Four hundred and seven Petersburg voters cast their ballots Oct. 6 for this year’s borough election, which included one ballot measure along with uncontested candidates who will continue to serve on various seats across the borough’s assembly, boards and commissions.

Voters elected newcomer Eric Castro who will serve on a three-year seat on the Petersburg Borough Assembly along with incumbent Nancy Strand.

Incumbent’s Cheryl File and Jay Lister will serve three-year terms on the Petersburg School Board. Mara Lutomski will serve a one-year term on the School Board.

Voters elected incumbent Bob Martin to serve on the Harbor Board along with newcomer John Murgas who narrowly beat Jim Stromdahl for the seat with 217 votes compared to Stromdahl’s 195. The two Harbor Board seats were the only contested race in this year’s election.

Marlene Cushing will serve another three-year term on the Hospital Board and Kris Thynes was elected to a two-year term.

Gina Meucci will sit on the Public Safety board for a one-year term.

David Kensinger and Otis Marsh will serve a three-year term on the Planning and Zoning Commission and Richard Burke and Tom Stearns will serve a two-year term.

Voters elected Chelsea Tremblay for a three-year term on the Library Board and candidates chose Mary Koppes as a write-in candidate.

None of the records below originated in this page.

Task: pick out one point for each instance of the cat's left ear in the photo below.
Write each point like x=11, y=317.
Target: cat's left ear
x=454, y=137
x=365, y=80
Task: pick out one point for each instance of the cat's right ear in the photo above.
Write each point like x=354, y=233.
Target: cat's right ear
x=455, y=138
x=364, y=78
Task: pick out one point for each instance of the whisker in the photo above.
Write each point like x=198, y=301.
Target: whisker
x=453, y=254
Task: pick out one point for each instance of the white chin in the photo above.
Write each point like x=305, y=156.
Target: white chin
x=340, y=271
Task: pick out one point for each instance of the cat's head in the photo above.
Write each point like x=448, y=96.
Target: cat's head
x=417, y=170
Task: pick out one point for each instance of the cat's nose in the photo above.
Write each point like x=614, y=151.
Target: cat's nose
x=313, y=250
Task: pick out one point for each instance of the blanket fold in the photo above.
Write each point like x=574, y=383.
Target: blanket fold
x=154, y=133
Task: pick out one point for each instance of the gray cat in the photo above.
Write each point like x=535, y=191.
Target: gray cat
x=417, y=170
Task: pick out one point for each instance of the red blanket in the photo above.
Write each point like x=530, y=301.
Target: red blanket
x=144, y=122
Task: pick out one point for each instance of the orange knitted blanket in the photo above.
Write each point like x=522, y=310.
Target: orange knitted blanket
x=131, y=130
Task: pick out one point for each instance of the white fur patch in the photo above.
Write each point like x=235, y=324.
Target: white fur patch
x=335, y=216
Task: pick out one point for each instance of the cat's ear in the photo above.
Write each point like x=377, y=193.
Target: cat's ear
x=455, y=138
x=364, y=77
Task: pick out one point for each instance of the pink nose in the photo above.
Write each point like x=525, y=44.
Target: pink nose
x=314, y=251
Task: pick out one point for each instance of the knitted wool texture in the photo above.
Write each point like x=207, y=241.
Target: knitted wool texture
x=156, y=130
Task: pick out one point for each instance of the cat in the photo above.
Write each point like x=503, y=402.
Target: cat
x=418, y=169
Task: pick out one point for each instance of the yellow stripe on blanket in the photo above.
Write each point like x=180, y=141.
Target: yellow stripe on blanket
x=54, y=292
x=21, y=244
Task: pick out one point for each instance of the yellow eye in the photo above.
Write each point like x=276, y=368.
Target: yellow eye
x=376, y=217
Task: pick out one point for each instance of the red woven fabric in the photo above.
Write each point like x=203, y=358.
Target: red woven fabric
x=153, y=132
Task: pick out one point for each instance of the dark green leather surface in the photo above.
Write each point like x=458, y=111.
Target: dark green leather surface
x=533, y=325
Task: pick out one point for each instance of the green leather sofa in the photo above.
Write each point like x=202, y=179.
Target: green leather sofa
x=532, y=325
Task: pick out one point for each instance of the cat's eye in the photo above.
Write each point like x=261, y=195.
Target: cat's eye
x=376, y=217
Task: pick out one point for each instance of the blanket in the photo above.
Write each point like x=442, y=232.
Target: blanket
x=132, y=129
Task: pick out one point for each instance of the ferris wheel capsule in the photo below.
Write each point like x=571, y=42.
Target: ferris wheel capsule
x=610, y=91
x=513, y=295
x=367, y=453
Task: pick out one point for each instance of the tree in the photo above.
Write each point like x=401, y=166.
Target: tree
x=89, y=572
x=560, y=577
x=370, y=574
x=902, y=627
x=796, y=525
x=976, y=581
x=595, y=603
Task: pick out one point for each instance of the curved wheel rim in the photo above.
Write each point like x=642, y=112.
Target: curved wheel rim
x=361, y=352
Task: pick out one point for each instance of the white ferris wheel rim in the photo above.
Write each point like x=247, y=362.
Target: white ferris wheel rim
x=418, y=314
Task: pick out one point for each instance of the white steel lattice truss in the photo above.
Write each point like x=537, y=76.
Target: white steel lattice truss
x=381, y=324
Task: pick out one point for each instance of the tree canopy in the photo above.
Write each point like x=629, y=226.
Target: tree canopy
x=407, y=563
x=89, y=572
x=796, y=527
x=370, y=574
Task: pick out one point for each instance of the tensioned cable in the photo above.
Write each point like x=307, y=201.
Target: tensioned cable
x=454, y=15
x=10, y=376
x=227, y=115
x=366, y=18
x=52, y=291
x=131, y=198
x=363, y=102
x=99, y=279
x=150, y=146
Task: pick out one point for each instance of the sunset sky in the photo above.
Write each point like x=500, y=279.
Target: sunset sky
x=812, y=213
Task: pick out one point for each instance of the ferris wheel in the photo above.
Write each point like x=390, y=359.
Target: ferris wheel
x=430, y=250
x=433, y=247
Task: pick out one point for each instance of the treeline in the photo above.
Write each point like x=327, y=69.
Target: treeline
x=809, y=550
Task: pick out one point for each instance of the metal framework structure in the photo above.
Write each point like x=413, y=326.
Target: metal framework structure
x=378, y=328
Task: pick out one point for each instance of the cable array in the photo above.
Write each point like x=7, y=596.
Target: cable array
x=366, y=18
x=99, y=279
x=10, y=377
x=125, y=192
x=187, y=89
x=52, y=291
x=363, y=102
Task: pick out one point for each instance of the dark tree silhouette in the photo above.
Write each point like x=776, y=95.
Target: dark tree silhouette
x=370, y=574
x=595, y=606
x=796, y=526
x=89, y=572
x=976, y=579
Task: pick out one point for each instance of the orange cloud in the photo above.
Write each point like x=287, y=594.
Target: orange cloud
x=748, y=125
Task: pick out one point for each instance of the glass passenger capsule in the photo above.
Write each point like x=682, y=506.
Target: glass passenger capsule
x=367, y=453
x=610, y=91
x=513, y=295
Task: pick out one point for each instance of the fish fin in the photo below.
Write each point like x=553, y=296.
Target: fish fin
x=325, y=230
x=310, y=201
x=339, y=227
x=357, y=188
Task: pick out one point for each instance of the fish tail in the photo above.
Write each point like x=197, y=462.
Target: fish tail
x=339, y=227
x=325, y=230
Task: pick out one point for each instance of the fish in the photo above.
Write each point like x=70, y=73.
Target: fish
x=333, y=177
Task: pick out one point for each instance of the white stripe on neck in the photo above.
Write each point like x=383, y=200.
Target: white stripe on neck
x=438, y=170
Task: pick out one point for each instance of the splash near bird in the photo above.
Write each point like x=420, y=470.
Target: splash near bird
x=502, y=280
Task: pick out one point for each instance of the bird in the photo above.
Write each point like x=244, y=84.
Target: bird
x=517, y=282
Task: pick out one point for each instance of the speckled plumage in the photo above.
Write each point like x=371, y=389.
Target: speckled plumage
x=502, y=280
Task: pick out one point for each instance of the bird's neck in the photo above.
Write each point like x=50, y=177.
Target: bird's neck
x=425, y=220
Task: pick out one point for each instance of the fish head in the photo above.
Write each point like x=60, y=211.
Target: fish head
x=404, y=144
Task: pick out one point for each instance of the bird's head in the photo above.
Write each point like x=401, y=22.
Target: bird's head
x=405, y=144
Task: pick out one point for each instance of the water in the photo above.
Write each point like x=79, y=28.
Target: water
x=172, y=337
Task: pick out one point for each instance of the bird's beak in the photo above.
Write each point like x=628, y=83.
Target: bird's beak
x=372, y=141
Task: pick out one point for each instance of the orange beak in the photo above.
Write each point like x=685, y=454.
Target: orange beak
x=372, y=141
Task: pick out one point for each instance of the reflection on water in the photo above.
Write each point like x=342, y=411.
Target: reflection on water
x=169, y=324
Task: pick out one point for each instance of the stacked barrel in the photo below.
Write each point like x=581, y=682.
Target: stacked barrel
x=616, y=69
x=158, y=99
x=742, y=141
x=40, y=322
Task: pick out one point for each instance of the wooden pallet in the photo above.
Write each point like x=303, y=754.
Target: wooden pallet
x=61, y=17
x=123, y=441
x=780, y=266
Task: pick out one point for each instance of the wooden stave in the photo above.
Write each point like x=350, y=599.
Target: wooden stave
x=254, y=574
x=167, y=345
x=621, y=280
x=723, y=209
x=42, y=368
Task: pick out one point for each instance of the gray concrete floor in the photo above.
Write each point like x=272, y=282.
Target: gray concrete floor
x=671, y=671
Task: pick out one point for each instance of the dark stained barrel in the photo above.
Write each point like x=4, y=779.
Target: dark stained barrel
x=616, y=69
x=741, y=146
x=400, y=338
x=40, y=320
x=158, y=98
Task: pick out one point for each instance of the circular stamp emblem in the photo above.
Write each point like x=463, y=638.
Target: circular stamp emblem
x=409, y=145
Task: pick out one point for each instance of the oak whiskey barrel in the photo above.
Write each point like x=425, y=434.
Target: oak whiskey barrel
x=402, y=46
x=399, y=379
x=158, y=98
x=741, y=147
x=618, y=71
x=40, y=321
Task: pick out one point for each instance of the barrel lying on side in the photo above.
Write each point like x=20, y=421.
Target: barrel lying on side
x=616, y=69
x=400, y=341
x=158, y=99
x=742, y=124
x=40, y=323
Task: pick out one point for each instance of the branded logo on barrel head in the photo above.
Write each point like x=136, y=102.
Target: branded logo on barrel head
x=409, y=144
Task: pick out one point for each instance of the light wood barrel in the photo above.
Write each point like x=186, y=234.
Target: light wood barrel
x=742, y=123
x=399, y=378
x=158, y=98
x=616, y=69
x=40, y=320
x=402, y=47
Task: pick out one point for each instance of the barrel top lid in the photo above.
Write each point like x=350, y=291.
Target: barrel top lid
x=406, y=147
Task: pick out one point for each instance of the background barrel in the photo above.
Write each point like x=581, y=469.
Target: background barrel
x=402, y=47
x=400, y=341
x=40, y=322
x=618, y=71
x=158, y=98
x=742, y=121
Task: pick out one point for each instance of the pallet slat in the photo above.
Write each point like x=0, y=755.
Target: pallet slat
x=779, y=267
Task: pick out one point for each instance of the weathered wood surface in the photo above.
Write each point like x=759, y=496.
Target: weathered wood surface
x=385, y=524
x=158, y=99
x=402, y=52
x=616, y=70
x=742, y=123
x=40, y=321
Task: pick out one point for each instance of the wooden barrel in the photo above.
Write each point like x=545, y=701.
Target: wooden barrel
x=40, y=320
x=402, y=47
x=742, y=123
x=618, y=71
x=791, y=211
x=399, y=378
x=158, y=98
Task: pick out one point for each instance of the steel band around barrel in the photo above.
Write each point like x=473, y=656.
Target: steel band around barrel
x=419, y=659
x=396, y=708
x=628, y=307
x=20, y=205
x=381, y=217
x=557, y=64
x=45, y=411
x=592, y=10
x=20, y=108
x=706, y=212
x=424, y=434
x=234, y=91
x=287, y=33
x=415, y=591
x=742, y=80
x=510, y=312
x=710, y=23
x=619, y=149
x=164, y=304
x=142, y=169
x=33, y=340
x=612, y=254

Petersburg residents also overwhelmingly supported Proposition #1—306-93—which removes a financial disclosure requirement for elected officials.

The question of financial exemption was on the ballot in 2014 as well with 518 voting for the proposition and 489 voting against it.

The Petersburg Borough Assembly meets at 9 a.m. Oct. 8 to canvass the election where several additional absentee ballots will be counted.

Voter turnout was low this year compared to last with just more than 15 percent of registered voters turning out for this year’s election compared to 39 percent in 2014.

This is the second election since borough incorporation.

There are 2,631 registered voters in the Petersburg Borough, according to data from the State of Alaska.